When I was in college, studies and grants were viewed by the university, the professors and the students as just money to support their lifestyle. Research was never the goal. Solving problems or producing a product were nowhere on the prof’s or student’s horizon. Oh, everybody “worked” on the grant, but never like we work in private industry. The typical day included wandering in hung-over at 10:00am and doing a lot of things not grant/research related but charging them to the project. Then followed a two hour, two pitcher power lunch with the professor followed by some “computer work” at the lab. In this way, I saw astonishing amounts of money disappear. Then, in the last few hours, they’d come up with a paper. I believe, from the overheard discussions, that the “data” was cooked to meet the grantor’s political needs.
I would be happy if all government affiliation with universities stopped. Also, all government grants, wealth redistribution, loans and tax write-offs. Then, you’d see universities trim up like private companies and concentrate on their supposed product, educated students.
You said it. Right on the mark. Good Post.
In a just world, the recipients of that fraudulently obtained “largesse” would be forced to pay restitution to the ratepayers.
I am not holding my breath.
In WA state, the governor has proposed privatizing the system of grants and scholarships, taking out from under the purveyance of the citizens. She wants to set up something the Woods Foundation or the Chicago Annenberg Challenge. It would fit in with Obama’s call to put experienced community activists on the boards of philanthropic foundations.
The plan not only hides where the money is going and how it is spent, it does an end around on the voter initiative that forbids affirmative action in state supported higher education institutions.
I saw the same thing at the University of Tennessee in the liberal arts department. I was in microbiology but the university had gerrymandered the sciences into the liberal arts department so that they could justify the liberal arts courses they forced the science students to attend. Much of the research was made up and even published.

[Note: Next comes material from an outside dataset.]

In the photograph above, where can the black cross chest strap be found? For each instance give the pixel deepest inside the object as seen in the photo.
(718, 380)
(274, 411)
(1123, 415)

The salmon saving industry is riddled with corruption - native American leaders taking their personal cut off the top and the pots of grant funding that “fully employ” cadres of fisheries biologists. http://www.hcn.org/issues/43.1/californias-hupa-tribe-wars-over-fish
The Klamath River Fisheries Task Force used to get a $million a year. It was rare if the Scott and the Shasta Valleys, where the salmon spawn and are reared, ever got as much as $30,000 for on the ground restoration projects. The rest just seemed to get eaten up by studies and administrative overhead by the US Fish and Wildlife or the tribes.
Who doesn't expect this legislature to extend it?